Pre-U Pre-U 9795 Specimen Q9
Standard +0.8
9
  1. Find the inverse of the matrix \(\left( \begin{array} { r r r } 1 & 3 & 4 \\ 2 & 5 & - 1 \\ 3 & 8 & 2 \end{array} \right)\), and hence solve the set of equations $$\begin{aligned} x + 3 y + 4 z & = - 5 \\ 2 x + 5 y - z & = 10 \\ 3 x + 8 y + 2 z & = 8 \end{aligned}$$
  2. Find the value of \(k\) for which the set of equations $$\begin{aligned} x + 3 y + 4 z & = - 5 \\ 2 x + 5 y - z & = 15 \\ 3 x + 8 y + 3 z & = k \end{aligned}$$ is consistent. Find the solution in this case and interpret it geometrically.
Pre-U Pre-U 9795 Specimen Q10
Challenging +1.8
10 A group \(G\) has distinct elements \(e , a , b , c , \ldots\), where \(e\) is the identity element and \(\circ\) is the binary operation.
  1. Prove that if \(a \circ a = b\) and \(b \circ b = a\), then the set of elements \(\{ e , a , b \}\) forms a subgroup of \(G\).
  2. Prove that if \(a \circ a = b , b \circ b = c\) and \(c \circ c = a\), then the set of elements \(\{ e , a , b , c \}\) does not form a subgroup of \(G\).
Pre-U Pre-U 9795 Specimen Q11
Challenging +1.2
11 With respect to an origin \(O\), the points \(A , B , C\) and \(D\) have position vectors $$\mathbf { a } = 2 \mathbf { i } - \mathbf { j } + \mathbf { k } , \quad \mathbf { b } = \mathbf { i } - 2 \mathbf { k } , \quad \mathbf { c } = - \mathbf { i } + 3 \mathbf { j } + 2 \mathbf { k } , \quad \mathbf { d } = - \mathbf { i } + \mathbf { j } + 4 \mathbf { k } ,$$ respectively. Find
  1. a vector perpendicular to the plane \(O A B\),
  2. the acute angle between the planes \(O A B\) and \(O C D\), correct to the nearest \(0.1 ^ { \circ }\),
  3. the shortest distance between the line \(A B\) and the line \(C D\),
  4. the perpendicular distance from the point \(A\) to the line \(C D\).

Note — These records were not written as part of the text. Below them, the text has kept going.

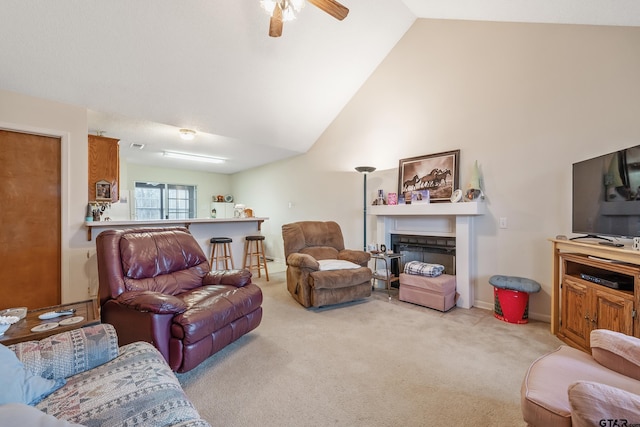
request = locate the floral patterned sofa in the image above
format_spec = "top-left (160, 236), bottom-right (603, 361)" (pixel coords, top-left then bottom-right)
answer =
top-left (0, 324), bottom-right (209, 427)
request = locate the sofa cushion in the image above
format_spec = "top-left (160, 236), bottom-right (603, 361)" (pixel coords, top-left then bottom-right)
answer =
top-left (569, 381), bottom-right (640, 427)
top-left (521, 345), bottom-right (640, 427)
top-left (9, 324), bottom-right (118, 379)
top-left (0, 344), bottom-right (65, 405)
top-left (300, 246), bottom-right (339, 260)
top-left (310, 267), bottom-right (372, 289)
top-left (0, 403), bottom-right (82, 427)
top-left (590, 329), bottom-right (640, 381)
top-left (171, 283), bottom-right (262, 345)
top-left (119, 230), bottom-right (209, 295)
top-left (36, 342), bottom-right (208, 427)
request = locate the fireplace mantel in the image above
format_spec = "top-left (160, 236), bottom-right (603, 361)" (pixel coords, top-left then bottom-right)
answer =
top-left (368, 202), bottom-right (486, 308)
top-left (368, 202), bottom-right (485, 216)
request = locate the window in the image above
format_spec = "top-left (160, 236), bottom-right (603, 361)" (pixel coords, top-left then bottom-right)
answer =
top-left (135, 182), bottom-right (196, 220)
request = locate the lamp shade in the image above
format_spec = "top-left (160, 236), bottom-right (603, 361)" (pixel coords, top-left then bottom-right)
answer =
top-left (356, 166), bottom-right (376, 173)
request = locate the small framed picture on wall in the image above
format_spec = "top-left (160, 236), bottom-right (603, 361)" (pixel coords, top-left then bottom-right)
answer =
top-left (398, 150), bottom-right (460, 203)
top-left (96, 180), bottom-right (111, 200)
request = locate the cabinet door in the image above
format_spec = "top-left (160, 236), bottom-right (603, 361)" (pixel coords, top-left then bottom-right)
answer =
top-left (591, 287), bottom-right (633, 335)
top-left (560, 276), bottom-right (591, 348)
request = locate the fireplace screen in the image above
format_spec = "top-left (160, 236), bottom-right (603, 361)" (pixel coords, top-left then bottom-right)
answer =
top-left (391, 234), bottom-right (456, 275)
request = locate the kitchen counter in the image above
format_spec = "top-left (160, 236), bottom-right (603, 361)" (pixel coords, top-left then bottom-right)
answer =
top-left (84, 217), bottom-right (269, 240)
top-left (84, 217), bottom-right (269, 268)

Pre-U Pre-U 9795 Specimen Q12
Challenging +1.8
12 \includegraphics[max width=\textwidth, alt={}, center]{0f5edc87-cb14-4583-a54d-badec47741d1-08_414_659_804_744} The diagram shows a sketch of the curve \(C\) with polar equation \(r = 4 \cos ^ { 2 } \theta\) for \(- \frac { 1 } { 2 } \pi \leqslant \theta \leqslant \frac { 1 } { 2 } \pi\).
  1. Explain briefly how you can tell from this form of the equation that \(C\) is symmetrical about the line \(\theta = 0\) and that the tangent to \(C\) at the pole \(O\) is perpendicular to the line \(\theta = 0\).
  2. The equation of \(C\) may be expressed in the form \(r = k ( 1 + \cos 2 \theta )\). State the value of \(k\) and use this form to show that the area of the region enclosed by \(C\) is given by $$\int _ { - \frac { 1 } { 2 } \pi } ^ { \frac { 1 } { 2 } \pi } ( 3 + 4 \cos 2 \theta + \cos 4 \theta ) d \theta ,$$ and hence find this area.
  3. The length of \(C\) is denoted by \(L\). Show that $$L = 8 \int _ { 0 } ^ { \frac { 1 } { 2 } \pi } \cos \theta \sqrt { 1 + 3 \sin ^ { 2 } \theta } \mathrm {~d} \theta$$ and use the substitution \(\sinh x = \sqrt { 3 } \sin \theta\) to determine \(L\) in an exact form.
Pre-U Pre-U 9795 Specimen Q13
Challenging +1.8
13 Let \(I _ { n } = \int _ { 1 } ^ { \mathrm { e } } ( \ln x ) ^ { n } \mathrm {~d} x\), where \(n\) is a positive integer.
  1. By considering \(\frac { \mathrm { d } } { \mathrm { d } x } \left( x ( \ln x ) ^ { n } \right)\), or otherwise, show that \(I _ { n } = \mathrm { e } - n I _ { n - 1 }\).
  2. Let \(J _ { n } = \frac { I _ { n } } { n ! }\). Prove by induction that $$\sum _ { r = 2 } ^ { n } \frac { ( - 1 ) ^ { r } } { r ! } = \frac { 1 } { \mathrm { e } } \left( 1 + ( - 1 ) ^ { n } J _ { n } \right)$$ for all positive integers \(n \geqslant 2\).